Surviving didn’t turn out to be a picnic back in Colorado, even though her family helped. As she began to apply for work support benefits for herself and her son, Kingston, to try to get back on her feet, she encountered what she described as a very difficult process with Denver Human Services.

Denver City Council member Robin Kneich, left, and Denver Welfare Reform Board chair Fran Coleman talk to fellow board member Rachel Contizano after a meeting in Denver on Wednesday, May 8, 2013. Contizano, a single mother who lost her job in 2009, receives work support and public assistance. She was named to the board after her own struggles with navigating the social services system.

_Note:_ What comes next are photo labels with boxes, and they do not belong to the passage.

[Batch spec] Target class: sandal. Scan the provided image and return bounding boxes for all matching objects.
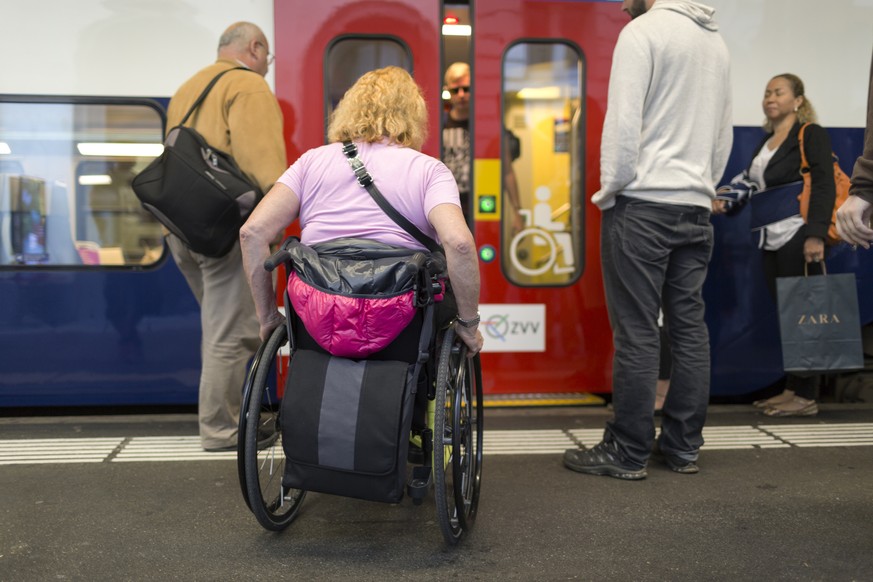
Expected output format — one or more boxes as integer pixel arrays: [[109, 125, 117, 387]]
[[764, 396, 818, 416], [752, 390, 794, 408]]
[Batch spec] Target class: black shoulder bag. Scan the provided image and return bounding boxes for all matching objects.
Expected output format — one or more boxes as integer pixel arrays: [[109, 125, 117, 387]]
[[131, 67, 264, 258]]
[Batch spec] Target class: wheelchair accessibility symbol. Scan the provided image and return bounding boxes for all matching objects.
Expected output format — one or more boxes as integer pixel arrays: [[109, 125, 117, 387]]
[[509, 186, 576, 277]]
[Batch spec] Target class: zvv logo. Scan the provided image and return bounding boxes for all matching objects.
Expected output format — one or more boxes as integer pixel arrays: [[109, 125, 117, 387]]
[[797, 313, 841, 325]]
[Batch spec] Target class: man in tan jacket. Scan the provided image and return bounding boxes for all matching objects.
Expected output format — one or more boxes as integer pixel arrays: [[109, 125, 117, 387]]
[[167, 22, 287, 451]]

Joe Mahoney / The I-News Network at Rocky Mountain PBS

Denver City Council member Robin Kneich, left, and Denver Welfare Reform Board chair Fran Coleman talk to fellow board member Rachel Contizano after a meeting in Denver on Wednesday, May 8, 2013. Contizano, a single mother who lost her job in 2009, receives work support and public assistance. She was named to the board after her own struggles with navigating the social services system.

“I did everything I was supposed to do. I followed all the rules,” she said. “If I did what I was responsible for, then they were responsible to help me. And that wasn’t the case.”

She determined that she needed to learn more about advocating for herself.

Her eventual mastery of work support benefit rules led to her appointment to the Denver Welfare Reform Board. She was named a “Woman to Watch” by the League of Women Voters. She just graduated magna cum laude from the Colorado Women’s College at the University of Denver with a degree in business administration.

Now 32, she wants a career in public policy to help others. She dreams of running for public office.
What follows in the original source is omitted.